Henrieke Hommes, safety advisor of ZOA

Good security policy contributes to lifesaving emergency aid

Henrieke Hommes, safety advisor of ZOA
Henrieke Hommes, safety advisor of ZOA

“As international aid organization, ZOA has many employees working abroad for shorter or longer periods of time. Investing in their safety is part and parcel of the human resources policy,” tells Zoa safety advisor Henrieke Hommes.

You work in disaster and conflict areas, such as South Sudan, Yemen and DR Congo. How responsible are you as an employer when you send your staff to such high-risk areas?

It is our mission to help people, especially those living in the most difficult areas of the world. Of course, being an employer, you have a responsibility. That is why within ZOA, we have extensive and up-to-date security procedures. I.e. staff travelling abroad need to follow a 3-day basic training on safety & security, they are obliged to follow the rules of the country policy and security policy, and we only approve travel when employees have been through all the procedures.

That sounds like a heavy procedure. Is security policy not a hindrance to carrying out your work?

On the contrary. Thanks to our policy, employees know how to prepare for a journey and how to behave when they end up in an emergency situation. It works in a preventive way. Because we sharply monitor security, we are able to respond fast. If necessary, we need to evacuate people, like recently when violence erupted in South Sudan. But the best part of my work is that I am able to contribute to our people continuing their work in hard circumstances. Or can return home quickly.

Could you tell us a little more? What do you like so much about your work?

My work allows me to contribute to aid for people in extremely difficult areas. People for whom we can make the difference between life and death. That is what motivates me.

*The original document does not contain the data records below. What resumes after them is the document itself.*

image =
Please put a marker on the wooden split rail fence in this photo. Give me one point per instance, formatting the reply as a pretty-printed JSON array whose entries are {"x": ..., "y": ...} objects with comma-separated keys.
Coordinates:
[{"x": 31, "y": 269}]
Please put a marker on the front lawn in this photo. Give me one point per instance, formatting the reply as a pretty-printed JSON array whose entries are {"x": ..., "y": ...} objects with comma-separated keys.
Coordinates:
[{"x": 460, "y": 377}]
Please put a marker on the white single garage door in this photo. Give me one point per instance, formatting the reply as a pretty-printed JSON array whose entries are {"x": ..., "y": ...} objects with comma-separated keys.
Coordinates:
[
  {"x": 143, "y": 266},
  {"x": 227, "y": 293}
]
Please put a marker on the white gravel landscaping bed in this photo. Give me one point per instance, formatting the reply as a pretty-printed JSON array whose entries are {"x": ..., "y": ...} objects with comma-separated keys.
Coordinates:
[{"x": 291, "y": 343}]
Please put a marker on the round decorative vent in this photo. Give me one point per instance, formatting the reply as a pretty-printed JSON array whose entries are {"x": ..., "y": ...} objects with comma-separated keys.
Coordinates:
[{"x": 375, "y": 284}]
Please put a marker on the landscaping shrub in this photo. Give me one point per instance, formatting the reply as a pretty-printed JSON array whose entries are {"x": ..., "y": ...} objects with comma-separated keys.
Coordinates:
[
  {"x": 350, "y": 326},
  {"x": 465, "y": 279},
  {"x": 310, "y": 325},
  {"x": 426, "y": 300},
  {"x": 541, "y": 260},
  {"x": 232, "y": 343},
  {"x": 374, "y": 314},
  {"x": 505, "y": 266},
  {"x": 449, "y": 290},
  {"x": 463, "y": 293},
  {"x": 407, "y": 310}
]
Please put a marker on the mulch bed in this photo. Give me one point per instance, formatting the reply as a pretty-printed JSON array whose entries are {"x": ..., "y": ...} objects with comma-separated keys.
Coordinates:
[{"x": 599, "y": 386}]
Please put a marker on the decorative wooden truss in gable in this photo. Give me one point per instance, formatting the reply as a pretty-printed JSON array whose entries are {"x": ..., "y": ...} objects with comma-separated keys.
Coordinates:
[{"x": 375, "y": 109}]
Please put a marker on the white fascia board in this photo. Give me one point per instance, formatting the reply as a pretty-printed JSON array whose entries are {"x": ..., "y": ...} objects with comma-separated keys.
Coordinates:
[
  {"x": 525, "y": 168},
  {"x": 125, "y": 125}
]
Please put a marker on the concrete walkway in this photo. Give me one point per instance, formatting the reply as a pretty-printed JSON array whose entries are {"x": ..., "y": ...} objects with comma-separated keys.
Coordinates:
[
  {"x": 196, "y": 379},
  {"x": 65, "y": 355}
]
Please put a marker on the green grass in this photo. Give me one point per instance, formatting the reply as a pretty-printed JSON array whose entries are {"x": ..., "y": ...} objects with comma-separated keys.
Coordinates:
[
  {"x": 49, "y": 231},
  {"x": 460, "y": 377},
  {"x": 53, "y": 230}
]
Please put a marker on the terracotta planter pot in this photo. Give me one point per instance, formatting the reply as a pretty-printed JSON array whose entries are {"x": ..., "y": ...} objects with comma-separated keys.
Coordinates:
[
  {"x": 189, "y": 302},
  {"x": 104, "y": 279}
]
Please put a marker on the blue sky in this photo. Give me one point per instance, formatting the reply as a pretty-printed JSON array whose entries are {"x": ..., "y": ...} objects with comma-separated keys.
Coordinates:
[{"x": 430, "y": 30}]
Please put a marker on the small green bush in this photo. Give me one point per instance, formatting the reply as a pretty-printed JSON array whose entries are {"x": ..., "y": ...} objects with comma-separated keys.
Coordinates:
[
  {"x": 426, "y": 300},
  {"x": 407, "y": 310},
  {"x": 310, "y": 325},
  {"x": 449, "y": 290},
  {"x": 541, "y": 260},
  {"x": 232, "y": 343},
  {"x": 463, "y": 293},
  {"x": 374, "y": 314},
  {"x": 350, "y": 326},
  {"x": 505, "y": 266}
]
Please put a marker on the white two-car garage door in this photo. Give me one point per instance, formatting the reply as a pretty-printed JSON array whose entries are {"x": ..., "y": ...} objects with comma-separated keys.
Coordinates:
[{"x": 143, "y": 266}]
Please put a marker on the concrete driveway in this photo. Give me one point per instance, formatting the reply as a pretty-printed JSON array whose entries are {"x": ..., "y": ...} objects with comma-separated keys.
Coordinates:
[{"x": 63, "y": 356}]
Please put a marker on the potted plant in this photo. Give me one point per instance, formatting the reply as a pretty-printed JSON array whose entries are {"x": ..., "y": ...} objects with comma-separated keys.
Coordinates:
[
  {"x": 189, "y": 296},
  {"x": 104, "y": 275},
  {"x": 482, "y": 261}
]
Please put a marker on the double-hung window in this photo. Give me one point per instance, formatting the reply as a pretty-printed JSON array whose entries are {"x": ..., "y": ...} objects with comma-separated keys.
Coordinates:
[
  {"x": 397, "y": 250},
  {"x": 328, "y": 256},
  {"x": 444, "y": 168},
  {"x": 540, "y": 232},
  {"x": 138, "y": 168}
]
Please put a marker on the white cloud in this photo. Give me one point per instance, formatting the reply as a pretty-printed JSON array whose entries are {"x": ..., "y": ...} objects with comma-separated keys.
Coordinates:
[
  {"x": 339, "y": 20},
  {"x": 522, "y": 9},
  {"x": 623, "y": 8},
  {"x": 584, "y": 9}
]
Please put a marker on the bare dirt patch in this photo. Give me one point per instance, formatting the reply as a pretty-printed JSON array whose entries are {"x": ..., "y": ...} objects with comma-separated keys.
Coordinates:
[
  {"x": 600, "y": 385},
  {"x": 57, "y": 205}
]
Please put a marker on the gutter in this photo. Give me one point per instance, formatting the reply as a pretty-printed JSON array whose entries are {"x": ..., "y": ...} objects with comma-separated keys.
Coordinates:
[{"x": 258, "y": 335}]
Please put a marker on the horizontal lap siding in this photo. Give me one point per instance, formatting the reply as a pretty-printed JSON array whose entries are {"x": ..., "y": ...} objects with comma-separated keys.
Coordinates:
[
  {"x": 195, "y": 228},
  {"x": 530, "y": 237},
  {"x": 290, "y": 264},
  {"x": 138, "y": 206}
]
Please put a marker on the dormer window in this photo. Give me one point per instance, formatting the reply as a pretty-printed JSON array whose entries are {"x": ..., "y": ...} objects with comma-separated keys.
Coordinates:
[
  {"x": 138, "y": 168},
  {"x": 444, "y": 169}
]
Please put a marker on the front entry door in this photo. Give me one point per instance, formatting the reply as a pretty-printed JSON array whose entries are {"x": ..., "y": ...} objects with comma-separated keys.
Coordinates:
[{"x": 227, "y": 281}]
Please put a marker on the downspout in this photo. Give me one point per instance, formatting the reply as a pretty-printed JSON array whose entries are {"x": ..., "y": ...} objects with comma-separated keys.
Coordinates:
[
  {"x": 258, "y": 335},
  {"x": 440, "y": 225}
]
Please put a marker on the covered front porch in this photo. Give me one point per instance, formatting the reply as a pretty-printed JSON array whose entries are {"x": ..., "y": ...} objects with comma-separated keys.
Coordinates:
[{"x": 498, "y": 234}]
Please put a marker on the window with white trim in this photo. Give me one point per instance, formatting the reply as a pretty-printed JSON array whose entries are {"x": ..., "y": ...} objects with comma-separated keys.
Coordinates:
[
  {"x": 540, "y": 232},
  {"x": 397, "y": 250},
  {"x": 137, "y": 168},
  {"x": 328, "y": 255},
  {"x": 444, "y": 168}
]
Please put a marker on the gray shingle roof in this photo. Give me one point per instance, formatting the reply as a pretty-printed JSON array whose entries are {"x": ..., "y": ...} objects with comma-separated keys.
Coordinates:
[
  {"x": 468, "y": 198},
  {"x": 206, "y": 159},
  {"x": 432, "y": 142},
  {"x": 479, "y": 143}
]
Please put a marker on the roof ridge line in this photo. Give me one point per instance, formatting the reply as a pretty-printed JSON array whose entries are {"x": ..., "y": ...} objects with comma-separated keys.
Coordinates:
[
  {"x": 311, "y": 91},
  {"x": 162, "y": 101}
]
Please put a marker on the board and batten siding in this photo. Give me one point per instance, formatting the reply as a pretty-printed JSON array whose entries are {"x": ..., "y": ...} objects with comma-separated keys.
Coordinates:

Is security policy a book of law?

Yes and no. It is very important that people follow the policy. That they dress appropriately, for example. That they always wear a seatbelt. And that they tell us where they are on a regular basis. But when push comes to shove, you have to decide in a split second. Suppose you are being shot at, you have to choose immediately: to stop or to continue driving? What matters is that people are aware of the consequences of their choices. That is the most important aspect.